Well, Brynn, most of the kids were at the grade 2 or 3 level with only a few at grade 4 or 5 (we had 12 in total, it was a pretty full house for the summertime). I know most of them pretty well, from previous years, and I know enough of their parents well enough to know that not everyone there would want me to do anything much beyond indoctrinating. This is a very tolerant church -- they tolerate me, for instance -- but I'm not going to overstep my boundaries. Our own daughter got the unexpurgated version plus every thought her dad and I had about it, however.
Which brings me to the story of why I'm there. Our daughter's middle namesake was a woman of the sort that I call the True Believer -- an almost indescribably good person of Mennonite faith (the sprinklers, not the dunkers -- she married a dunker and I believe it was their only issue of argument throughout a long and happy marriage). I was given her Bible when she died suddenly, when our daughter was just a toddler. Every page was inscribed with her thoughts and reflections, some of which were quite wrenching. Reading them made me decide to honour her memory by doing what I could to explore theology (I'd long made a hobby of exploring philosophy, but had really neglected the Other Side of things) to see if doing so would make me anywhere near as integrity-filled as she had been -- and also I vowed to make sure our daughter knew something of the beliefs her great-grandmother held so dearly. We'd been married in a liberal Baptist church, so I started attending Bible study and services and taking her to Sunday school.

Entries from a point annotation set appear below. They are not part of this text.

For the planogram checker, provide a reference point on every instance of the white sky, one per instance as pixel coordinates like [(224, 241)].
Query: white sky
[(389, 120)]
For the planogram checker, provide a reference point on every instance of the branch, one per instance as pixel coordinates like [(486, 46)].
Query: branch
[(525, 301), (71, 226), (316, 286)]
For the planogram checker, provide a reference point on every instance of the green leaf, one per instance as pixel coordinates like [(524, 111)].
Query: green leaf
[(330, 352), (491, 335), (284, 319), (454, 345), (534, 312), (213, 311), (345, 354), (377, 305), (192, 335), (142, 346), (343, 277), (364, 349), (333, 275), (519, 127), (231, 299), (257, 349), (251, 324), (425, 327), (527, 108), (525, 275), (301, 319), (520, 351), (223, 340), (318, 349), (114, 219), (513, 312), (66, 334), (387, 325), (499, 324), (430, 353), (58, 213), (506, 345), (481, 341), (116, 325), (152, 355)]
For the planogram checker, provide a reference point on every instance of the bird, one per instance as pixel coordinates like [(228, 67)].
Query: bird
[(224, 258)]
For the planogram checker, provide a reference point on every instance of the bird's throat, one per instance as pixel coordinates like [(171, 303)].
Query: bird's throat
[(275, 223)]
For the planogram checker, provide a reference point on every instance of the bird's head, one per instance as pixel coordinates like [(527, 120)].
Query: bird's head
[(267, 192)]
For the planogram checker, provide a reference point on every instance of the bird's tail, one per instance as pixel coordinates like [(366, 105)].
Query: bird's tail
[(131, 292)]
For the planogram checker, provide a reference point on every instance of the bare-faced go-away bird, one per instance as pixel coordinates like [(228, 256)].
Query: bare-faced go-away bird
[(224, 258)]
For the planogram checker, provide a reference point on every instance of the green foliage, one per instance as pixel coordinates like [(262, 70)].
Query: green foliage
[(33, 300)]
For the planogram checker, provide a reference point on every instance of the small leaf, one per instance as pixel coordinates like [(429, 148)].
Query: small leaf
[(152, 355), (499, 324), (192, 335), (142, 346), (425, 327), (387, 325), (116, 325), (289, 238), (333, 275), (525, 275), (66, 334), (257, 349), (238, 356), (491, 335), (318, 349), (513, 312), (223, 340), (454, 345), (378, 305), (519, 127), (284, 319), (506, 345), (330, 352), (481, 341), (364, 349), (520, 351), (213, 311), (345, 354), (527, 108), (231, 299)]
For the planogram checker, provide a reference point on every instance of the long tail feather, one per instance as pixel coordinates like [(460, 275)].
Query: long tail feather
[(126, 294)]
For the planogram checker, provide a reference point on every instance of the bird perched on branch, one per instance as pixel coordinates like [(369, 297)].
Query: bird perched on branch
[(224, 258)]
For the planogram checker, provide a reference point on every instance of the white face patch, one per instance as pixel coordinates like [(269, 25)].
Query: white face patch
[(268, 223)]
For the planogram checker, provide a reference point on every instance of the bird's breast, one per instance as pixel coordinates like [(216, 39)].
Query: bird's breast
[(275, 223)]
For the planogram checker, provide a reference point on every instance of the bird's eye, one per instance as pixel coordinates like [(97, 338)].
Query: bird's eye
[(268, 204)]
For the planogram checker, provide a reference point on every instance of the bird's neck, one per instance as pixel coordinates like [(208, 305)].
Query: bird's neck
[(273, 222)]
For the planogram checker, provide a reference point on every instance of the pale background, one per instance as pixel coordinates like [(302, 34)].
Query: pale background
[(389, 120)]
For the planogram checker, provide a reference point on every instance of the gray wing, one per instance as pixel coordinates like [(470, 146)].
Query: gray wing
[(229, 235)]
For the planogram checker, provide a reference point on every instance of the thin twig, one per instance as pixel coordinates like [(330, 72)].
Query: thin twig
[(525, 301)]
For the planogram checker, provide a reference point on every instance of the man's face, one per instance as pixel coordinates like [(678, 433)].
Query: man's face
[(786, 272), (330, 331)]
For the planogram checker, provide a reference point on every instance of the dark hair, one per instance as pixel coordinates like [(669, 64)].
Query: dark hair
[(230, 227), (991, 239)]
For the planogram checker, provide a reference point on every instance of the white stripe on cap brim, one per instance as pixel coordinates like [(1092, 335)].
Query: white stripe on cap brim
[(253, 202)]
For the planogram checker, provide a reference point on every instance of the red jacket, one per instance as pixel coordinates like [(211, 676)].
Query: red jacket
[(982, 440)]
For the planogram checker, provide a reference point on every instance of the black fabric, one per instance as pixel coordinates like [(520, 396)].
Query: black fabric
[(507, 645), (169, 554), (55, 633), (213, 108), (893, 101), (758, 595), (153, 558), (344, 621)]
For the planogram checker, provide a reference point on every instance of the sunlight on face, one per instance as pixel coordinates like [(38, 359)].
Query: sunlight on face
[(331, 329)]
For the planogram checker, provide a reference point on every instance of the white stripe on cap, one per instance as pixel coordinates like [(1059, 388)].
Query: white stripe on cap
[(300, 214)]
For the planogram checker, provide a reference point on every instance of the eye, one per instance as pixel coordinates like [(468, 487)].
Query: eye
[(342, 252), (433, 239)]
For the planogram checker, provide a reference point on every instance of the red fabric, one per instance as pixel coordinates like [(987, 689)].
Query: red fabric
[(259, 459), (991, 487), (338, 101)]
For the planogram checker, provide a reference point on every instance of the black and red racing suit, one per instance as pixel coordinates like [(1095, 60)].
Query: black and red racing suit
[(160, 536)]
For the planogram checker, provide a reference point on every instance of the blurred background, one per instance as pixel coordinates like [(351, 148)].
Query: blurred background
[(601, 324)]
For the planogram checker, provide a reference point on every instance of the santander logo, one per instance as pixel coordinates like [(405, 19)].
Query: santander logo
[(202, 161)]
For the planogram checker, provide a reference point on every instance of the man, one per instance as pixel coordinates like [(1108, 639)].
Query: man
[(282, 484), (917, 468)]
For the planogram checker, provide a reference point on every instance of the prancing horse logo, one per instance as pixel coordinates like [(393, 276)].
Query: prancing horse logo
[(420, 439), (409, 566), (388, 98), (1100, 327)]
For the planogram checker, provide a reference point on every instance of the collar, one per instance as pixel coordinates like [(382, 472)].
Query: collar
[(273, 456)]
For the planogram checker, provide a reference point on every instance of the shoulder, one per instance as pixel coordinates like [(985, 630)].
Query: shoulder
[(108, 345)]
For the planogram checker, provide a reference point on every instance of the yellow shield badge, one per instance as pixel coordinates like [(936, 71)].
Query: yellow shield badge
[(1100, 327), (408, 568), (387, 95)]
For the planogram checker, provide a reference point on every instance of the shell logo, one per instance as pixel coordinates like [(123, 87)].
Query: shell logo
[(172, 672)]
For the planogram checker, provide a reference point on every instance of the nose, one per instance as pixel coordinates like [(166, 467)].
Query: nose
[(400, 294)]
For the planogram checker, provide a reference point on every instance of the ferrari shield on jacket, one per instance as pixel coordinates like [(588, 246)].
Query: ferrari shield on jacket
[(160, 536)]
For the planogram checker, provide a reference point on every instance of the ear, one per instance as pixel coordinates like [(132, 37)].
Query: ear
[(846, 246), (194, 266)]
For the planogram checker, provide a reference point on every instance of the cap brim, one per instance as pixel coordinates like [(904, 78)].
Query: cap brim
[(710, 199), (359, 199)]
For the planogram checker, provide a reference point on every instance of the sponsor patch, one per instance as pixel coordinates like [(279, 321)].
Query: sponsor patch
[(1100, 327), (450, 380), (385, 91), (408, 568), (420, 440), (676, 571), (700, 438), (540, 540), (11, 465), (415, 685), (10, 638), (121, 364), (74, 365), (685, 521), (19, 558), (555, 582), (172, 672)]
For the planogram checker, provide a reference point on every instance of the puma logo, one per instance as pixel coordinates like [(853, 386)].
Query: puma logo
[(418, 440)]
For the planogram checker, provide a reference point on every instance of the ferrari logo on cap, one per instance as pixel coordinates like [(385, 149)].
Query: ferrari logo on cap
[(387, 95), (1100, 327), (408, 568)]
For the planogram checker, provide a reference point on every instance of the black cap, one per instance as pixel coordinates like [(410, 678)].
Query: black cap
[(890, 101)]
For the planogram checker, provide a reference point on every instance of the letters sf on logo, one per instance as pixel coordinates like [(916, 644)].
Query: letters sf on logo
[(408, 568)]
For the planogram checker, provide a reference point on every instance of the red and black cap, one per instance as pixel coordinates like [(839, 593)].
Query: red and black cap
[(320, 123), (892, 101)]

Periodically I wonder if we should still be doing this -- usually at times when I don't have faith in anything other than my dog -- and make some effort at trying to halt this arrangement. But our daughter remains very stubborn about wanting to stay at this church. We deal with our own concerns about "indoctrination" by being very open about them. But she argues quite convincingly for her side of things, and she is a very decent little person, so it's not like I'm eager to remove any of her current influences. If nothing else, I want her to take out of this the understanding that people who hold to faith are not brainwashed or unthinking. The vast majority think about it an awful lot.
Oh yeah. And the short answer? If you've got a kid in Sunday school, you have to teach a summer session!